Three?! Argh!!! LOL! :-D 

He's not terribly naughty, he's just having some Menace moments lol. I do think he will be really quite lovely when he is mature, he is already quite chilled out and super friendly. I am starting to see improvement in recall from the garden again already so hopefully a bit of reminding when we're out and about and we'll be on track again.

Thanks for everyone's input, much appreciated.


----------



## sparkyjoe (Oct 26, 2011)

We're dealing with the same thing with 7 month old Fletcher. He knows the commands, but is now much more "what's in it for me?" about responding.

I'm stepping up our training sessions, and asking for him to show me he can control himself before good things happen (sit & eye contact before going outside, down & eye contact before feeding, etc).

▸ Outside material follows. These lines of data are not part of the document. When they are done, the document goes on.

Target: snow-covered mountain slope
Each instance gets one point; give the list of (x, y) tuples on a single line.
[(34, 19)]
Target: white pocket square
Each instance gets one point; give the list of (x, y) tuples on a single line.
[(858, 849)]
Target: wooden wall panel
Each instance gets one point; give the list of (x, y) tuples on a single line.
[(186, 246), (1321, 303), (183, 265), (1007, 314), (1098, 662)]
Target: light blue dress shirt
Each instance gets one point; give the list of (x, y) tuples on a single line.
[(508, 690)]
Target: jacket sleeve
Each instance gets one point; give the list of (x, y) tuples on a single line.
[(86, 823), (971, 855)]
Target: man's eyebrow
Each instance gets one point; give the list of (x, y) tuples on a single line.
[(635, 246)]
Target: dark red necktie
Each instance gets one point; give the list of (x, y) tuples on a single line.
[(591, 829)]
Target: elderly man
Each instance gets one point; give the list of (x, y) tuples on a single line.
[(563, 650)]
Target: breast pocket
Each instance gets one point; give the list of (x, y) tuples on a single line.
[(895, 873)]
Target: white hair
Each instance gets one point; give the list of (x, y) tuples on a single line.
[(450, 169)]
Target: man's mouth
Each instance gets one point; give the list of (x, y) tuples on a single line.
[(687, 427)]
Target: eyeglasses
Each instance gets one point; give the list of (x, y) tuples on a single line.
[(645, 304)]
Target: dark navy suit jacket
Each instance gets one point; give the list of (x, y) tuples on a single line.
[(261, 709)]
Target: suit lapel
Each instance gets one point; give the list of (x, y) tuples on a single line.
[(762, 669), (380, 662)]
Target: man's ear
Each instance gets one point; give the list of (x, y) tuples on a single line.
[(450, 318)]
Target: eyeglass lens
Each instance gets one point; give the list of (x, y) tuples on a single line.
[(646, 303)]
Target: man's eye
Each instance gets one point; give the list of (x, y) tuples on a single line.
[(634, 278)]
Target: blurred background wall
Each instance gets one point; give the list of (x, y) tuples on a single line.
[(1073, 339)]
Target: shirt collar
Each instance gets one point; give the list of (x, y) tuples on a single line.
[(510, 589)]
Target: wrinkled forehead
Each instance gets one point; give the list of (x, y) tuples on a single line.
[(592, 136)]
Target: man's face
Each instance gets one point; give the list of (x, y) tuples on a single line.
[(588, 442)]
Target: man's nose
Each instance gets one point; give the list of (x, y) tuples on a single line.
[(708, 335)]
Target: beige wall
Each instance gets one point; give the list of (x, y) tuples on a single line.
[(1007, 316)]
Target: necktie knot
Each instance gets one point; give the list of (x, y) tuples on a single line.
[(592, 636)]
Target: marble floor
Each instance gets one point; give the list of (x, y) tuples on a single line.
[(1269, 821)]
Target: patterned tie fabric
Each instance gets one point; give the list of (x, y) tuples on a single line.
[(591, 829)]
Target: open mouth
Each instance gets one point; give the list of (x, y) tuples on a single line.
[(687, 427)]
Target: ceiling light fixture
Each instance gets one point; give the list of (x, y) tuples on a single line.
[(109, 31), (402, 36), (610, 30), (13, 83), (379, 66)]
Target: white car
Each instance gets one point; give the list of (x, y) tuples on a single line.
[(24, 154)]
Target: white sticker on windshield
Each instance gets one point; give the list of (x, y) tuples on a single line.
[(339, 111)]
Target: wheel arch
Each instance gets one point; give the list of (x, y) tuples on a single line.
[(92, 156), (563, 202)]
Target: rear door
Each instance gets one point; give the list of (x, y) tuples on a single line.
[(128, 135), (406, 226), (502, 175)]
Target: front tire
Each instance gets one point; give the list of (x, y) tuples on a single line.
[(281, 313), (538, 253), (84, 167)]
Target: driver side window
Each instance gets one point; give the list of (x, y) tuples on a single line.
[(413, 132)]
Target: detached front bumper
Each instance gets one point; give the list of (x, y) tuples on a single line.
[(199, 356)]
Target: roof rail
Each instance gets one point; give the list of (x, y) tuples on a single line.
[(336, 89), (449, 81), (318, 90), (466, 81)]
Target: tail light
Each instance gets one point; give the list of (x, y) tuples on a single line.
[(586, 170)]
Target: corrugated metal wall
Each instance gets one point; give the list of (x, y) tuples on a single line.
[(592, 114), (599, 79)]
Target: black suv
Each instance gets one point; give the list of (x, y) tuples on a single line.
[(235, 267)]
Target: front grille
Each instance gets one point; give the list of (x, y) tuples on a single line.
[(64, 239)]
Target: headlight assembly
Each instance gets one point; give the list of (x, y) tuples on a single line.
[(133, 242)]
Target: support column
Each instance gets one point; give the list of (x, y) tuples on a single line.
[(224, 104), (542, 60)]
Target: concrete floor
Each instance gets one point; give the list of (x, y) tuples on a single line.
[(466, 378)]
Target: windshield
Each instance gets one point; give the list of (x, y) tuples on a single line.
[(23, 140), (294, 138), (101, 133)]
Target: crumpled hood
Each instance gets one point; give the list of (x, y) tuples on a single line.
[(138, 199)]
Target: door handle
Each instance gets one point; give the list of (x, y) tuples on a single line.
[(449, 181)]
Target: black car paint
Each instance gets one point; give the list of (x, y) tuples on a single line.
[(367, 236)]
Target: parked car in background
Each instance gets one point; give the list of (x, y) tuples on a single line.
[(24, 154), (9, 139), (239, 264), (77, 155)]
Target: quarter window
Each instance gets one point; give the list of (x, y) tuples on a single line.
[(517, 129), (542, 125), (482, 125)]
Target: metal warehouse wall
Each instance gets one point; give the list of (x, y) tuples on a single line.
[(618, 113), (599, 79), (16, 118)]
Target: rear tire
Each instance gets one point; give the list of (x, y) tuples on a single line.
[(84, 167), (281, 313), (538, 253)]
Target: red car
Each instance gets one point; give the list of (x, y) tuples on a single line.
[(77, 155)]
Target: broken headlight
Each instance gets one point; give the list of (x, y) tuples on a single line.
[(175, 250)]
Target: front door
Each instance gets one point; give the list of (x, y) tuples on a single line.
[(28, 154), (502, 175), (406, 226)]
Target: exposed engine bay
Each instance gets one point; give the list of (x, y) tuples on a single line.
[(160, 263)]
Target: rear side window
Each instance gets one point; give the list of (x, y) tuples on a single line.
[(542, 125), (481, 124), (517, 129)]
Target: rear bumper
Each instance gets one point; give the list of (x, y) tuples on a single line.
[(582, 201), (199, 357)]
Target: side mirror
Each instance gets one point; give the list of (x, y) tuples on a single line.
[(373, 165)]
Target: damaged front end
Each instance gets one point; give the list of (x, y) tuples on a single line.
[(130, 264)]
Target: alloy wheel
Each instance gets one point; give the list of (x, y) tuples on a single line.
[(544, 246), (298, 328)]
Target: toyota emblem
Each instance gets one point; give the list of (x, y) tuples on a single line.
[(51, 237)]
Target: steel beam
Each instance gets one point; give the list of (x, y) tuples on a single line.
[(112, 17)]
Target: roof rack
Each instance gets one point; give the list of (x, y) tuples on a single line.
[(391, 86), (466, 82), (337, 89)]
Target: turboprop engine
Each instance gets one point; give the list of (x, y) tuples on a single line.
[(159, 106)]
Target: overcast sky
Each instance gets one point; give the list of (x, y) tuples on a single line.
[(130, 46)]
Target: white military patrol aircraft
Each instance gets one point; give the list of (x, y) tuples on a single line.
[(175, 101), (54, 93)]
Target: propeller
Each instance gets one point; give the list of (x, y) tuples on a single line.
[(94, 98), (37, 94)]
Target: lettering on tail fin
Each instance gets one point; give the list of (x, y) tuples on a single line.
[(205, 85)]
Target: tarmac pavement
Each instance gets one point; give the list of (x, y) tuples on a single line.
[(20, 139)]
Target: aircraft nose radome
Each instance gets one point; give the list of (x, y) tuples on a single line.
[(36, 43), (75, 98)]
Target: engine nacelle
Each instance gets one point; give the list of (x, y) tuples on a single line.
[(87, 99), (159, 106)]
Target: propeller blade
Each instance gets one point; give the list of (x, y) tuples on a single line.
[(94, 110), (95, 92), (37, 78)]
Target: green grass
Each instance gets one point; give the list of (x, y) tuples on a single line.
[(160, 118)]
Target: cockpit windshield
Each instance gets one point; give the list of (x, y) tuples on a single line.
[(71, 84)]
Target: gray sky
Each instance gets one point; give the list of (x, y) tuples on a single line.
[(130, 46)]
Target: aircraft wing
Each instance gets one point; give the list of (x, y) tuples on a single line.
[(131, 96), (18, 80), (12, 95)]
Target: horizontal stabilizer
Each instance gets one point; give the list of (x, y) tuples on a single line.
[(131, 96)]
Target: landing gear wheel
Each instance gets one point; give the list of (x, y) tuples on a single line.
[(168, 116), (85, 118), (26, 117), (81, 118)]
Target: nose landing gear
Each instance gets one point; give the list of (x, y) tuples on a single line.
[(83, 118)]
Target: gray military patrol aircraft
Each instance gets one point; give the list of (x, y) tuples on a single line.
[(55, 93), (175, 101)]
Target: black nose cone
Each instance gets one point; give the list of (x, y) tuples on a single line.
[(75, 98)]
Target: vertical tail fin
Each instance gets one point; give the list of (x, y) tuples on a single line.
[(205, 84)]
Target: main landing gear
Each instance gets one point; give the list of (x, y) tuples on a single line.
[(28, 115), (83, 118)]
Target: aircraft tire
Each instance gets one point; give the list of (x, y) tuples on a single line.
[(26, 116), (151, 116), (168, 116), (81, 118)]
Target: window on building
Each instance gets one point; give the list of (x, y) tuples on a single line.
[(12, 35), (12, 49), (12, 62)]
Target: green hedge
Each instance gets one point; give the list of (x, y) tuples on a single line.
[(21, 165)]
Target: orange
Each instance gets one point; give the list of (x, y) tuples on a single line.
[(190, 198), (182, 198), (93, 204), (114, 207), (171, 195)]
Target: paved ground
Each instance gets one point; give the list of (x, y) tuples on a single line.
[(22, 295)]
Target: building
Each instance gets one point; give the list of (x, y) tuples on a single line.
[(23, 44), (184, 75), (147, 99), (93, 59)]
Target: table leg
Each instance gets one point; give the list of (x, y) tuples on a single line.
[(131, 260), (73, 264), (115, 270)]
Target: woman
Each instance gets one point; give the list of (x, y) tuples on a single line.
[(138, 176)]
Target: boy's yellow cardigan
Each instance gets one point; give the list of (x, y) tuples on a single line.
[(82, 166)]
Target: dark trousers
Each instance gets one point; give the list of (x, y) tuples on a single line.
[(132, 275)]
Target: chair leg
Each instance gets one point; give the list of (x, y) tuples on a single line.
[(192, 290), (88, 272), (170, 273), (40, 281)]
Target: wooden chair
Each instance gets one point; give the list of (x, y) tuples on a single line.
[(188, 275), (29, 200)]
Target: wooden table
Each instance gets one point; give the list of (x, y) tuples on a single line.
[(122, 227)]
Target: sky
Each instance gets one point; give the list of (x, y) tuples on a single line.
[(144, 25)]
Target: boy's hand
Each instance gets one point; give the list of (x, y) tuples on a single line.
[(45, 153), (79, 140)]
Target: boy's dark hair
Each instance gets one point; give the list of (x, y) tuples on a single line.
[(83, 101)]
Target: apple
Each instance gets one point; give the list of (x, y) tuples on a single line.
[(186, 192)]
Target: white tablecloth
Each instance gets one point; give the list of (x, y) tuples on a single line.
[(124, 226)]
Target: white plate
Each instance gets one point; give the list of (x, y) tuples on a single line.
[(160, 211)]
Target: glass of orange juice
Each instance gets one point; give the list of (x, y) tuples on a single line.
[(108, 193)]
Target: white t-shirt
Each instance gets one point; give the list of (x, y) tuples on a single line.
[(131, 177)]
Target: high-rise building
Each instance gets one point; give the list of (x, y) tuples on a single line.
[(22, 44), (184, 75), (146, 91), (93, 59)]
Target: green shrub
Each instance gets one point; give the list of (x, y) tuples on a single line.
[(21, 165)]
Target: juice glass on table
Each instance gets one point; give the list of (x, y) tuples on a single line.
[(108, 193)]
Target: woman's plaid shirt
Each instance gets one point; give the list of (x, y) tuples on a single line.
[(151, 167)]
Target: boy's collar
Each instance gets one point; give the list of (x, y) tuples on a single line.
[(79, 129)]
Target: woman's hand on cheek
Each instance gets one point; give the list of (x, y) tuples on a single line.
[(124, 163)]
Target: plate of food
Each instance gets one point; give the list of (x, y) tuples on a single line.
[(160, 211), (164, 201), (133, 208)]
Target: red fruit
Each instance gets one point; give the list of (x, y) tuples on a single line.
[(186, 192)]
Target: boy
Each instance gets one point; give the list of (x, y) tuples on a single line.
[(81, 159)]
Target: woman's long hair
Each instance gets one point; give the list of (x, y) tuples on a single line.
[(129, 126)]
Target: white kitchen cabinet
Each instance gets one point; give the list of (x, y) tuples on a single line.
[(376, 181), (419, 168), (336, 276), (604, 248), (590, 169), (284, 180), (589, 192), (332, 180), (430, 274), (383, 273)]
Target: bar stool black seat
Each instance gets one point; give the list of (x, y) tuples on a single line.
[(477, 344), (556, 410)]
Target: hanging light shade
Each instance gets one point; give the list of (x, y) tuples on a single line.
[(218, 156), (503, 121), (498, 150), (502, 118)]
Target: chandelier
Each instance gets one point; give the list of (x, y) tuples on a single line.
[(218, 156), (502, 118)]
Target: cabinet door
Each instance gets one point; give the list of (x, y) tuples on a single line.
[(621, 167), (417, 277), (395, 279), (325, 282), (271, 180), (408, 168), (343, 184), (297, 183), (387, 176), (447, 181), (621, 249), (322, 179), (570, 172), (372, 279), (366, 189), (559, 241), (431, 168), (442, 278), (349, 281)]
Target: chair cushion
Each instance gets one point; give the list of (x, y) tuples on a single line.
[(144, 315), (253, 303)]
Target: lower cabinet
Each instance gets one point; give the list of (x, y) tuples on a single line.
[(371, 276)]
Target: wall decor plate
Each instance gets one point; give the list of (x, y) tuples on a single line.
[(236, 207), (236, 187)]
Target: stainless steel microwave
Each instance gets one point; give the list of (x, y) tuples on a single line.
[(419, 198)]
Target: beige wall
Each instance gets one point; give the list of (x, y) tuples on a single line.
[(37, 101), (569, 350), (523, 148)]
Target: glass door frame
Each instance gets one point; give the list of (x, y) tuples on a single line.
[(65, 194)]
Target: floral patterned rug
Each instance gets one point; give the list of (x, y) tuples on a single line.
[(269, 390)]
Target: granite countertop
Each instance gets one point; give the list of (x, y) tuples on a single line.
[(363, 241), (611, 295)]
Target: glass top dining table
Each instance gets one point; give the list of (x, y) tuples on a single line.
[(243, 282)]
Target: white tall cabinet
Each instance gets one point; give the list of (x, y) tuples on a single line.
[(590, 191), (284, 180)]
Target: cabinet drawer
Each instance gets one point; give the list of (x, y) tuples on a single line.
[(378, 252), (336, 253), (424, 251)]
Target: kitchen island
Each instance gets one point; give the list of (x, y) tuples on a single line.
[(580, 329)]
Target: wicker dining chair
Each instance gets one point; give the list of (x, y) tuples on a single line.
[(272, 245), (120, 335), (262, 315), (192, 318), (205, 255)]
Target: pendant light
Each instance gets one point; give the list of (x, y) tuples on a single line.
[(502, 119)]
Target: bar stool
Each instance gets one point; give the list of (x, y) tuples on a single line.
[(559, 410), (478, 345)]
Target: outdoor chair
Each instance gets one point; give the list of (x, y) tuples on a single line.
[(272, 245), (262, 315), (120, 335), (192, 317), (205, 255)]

I know we'll get through this stage with time and patience.


----------



## Poodlebeguiled (May 27, 2013)

sparkyjoe said:


> We're dealing with the same thing with 7 month old Fletcher. *He knows the commands, but is now much more "what's in it for me?" about responding.*I'm stepping up our training sessions, and asking for him to show me he can control himself before good things happen (sit & eye contact before going outside, down & eye contact before feeding, etc).
> 
> I know we'll get through this stage with time and patience.


But that's just it. That's the way dogs _are_. It_ IS _about what's in it for them. When dog owners and trainers in general, give up the notion that dogs' motivation is driven by love for their owner or they know and analyze our internal workings... what we want, everyone will be much better off. Dogs will stop being blamed and "corrected" for giving incorrect responses because their owner thinks they "know" but are just being "stubborn" because they "should" love me enough to just do it. No. They are selfish, albeit innocently so. Sure they love us and it appears sometimes that they do things to please us, but why? Because we provide food, a very necessary survival resource. When a dog doesn't give correct behaviors, he needs more practice, more effective reinforcement, a more effective training set-up. 

I think you're doing great to step up the training and ask him to defer to you for the things he wants. Be sure to teach a release word before turning him loose to go outside or to eat if you're having him wait for a few seconds before getting those things. Maybe you already are. I just thought I'd toss that in.
You're so right about time and patience. Once he has a longer history behind him of learning HOW TO learn, things will go more smoothly and quickly.


----------



## sparkyjoe (Oct 26, 2011)

Oh, yes, we have two types of release words, one is OK or Yes, which means he's done what's been asked and gets a reward. The other is "free" or "go play" which means he can go away and run and play, which is also a reward.

Fletcher is much different from my first dog. That dog was very motivated to do almost anything I asked of him and even though he got treats, play, and affection as rewards, my praise was always his highest reward. 

Fletcher, on the other hand, is much more independently minded. He works fantastically for food, but play and affection/praise are much lower on the reward scale for him. Much lower. It's a challenge to find non-food rewards for him.


----------



## Flynndog (Oct 1, 2014)

Ha ha, I spoke too soon, this afternoon he has been a Menace :-D we'll get there....


----------